True to the schedule he released last week, New York Department of Financial Services (“DFS”) Superintendent Benjamin Lawsky (“Lawsky”) (accompanied by DFS Assistant Deputy Superintendent Maria Filipacas, General Counsel Danny Alter, and Deputy General Counsel Dana Syracuse) presided over two days of virtual currency-related testimony this week.  Noting that he did not want regulation to stifle innovation, Lawsky  maintained a cordial and yet authoritative tone with each of the panels, comprised of carefully-selected academics, law enforcement, investors, and industry participants who were expected to, and did, offer varying views.  The pervasive message of the testimony (offered both in writing and in-person), was that virtual currency is here to stay, and that some amount of regulation was not necessarily a bad thing.  The deepest divides revolved around whether existing regulatory framework was sufficient to mitigate the perceived risks of virtual currency use, and how new regulations should take shape. 

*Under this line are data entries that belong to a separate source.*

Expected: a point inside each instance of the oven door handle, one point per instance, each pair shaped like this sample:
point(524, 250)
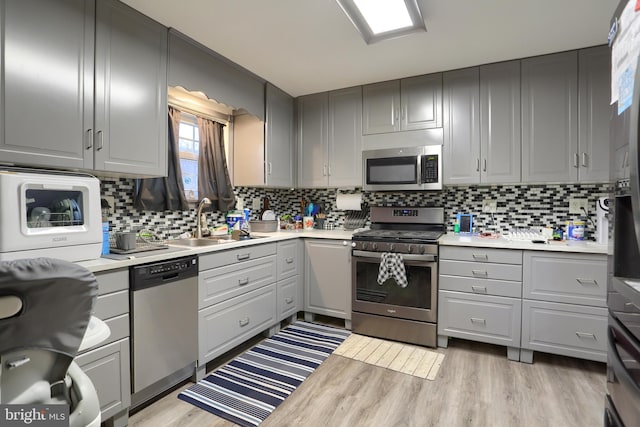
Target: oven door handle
point(405, 257)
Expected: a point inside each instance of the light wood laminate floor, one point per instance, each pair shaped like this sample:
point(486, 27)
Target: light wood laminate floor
point(476, 386)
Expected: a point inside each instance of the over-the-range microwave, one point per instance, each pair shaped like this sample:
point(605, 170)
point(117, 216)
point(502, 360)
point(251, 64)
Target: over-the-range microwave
point(398, 169)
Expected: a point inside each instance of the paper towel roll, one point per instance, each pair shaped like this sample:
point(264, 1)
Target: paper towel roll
point(349, 202)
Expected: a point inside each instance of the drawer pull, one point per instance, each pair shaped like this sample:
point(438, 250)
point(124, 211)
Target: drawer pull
point(585, 335)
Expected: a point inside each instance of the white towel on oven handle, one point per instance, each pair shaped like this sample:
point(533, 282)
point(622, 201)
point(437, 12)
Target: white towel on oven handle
point(392, 265)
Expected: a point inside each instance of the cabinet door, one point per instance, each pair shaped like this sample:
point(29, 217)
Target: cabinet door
point(500, 144)
point(593, 115)
point(461, 127)
point(549, 114)
point(131, 92)
point(312, 140)
point(327, 274)
point(381, 107)
point(421, 99)
point(279, 130)
point(345, 137)
point(47, 82)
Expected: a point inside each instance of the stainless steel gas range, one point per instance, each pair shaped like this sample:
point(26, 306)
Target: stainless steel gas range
point(395, 274)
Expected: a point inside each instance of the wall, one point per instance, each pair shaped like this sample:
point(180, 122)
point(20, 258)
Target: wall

The first panel, comprised of investors including SecondMarket founder and registered FINRA broker Barry Silbert, venture capitalists Jeremy Liew from Lightspeed Venture Partners and Fred Wilson from Union Square Ventures, and the Winklevoss twins, maintained that regulation would actually encourage more investors to enter the virtual currency market, but that additional regulatory framework was unnecessary.  In fact, they highlighted the recent upswing in criminal prosecution involving Bitcoin as evidence that the laws already on the books were sufficiently controlling the industry.  According to Silbert, the fact that those involved with websites like Silk Road have been caught and prosecuted shows that the system is working just fine; and that, contrary to Lawsky’s concern that Bitcoin use is completely anonymous, users can be identified when necessary.  The panelists pointed out that the demographic of Bitcoin users had shifted from those who wanted to remain relatively anonymous to those who enjoyed the efficiency and low cost of transacting business in Bitcoin, and noting that the surge in the value of Bitcoin following the closure of Silk Road demonstrated the overwhelming interest in its non-illicit uses.

The first panel’s opinions were in somewhat sharp contrast to those of the law enforcement panel, comprised of New York County District Attorney Cyrus Vance, and Southern District of New York Deputy United States Attorney Richard Zabel.  Even though they recognized that virtual currency had legitimate uses, both prosecutors urged DFS to institute regimes requiring exchangers to keep records of all transactions, implement procedures to verify data, and file periodic applications and attestations to do business.  They disputed the notion that illicit activity comprises only a small portion of virtual currency transactions, and clarified that the volume of charges filed is not necessarily indicative of the current level of illicit activity so much as the level of resources and confidence their departments have in being able to successfully prosecute the cases.

Two of the three academics, Stanford Professor Susan Athey and Princeton Professor Ed Felton, were largely in agreement with the investors, stating that it should be possible to incentivize the market to develop in a manner that does not obstruct law enforcement while still maintaining the essential nature of the Bitcoin platform.  While he admitted that there were values and virtues to virtual currency use, Boston University Professor Mark Williams, on the other hand, strongly suggested that Bitcoin was fundamentally flawed, irrationally priced, and too tied with illicit activity to gain mainstream acceptance.

In the end, it remains to be seen where on the spectrum DFS will land.  Lawsky wants to begin issuing BitLicenses in 2014, stating “if we want innovation to happen, and we also want to root out money laundering, and we try to get that balance right, we also want to give businesses certainty.”  Although he sought input on realistic ways to regulate virtual currencies while still preserving their fundamental properties and allowing them to flourish, Lawsky was clear that, if it came down to a choice between preventing money-laundering on the one hand, and permitting innovation on the other, he would always choose preventing money-laundering first.  He said he did not believe that it was worth it to society to facilitate money-laundering simply to permit innovation.  Notwithstanding the fact that such an opinion is antithetical to the time-honored adage that “it is better that ten guilty persons escape than that one innocent suffer,” the testimony offered by most of the panelists provided ample fodder to challenge this notion.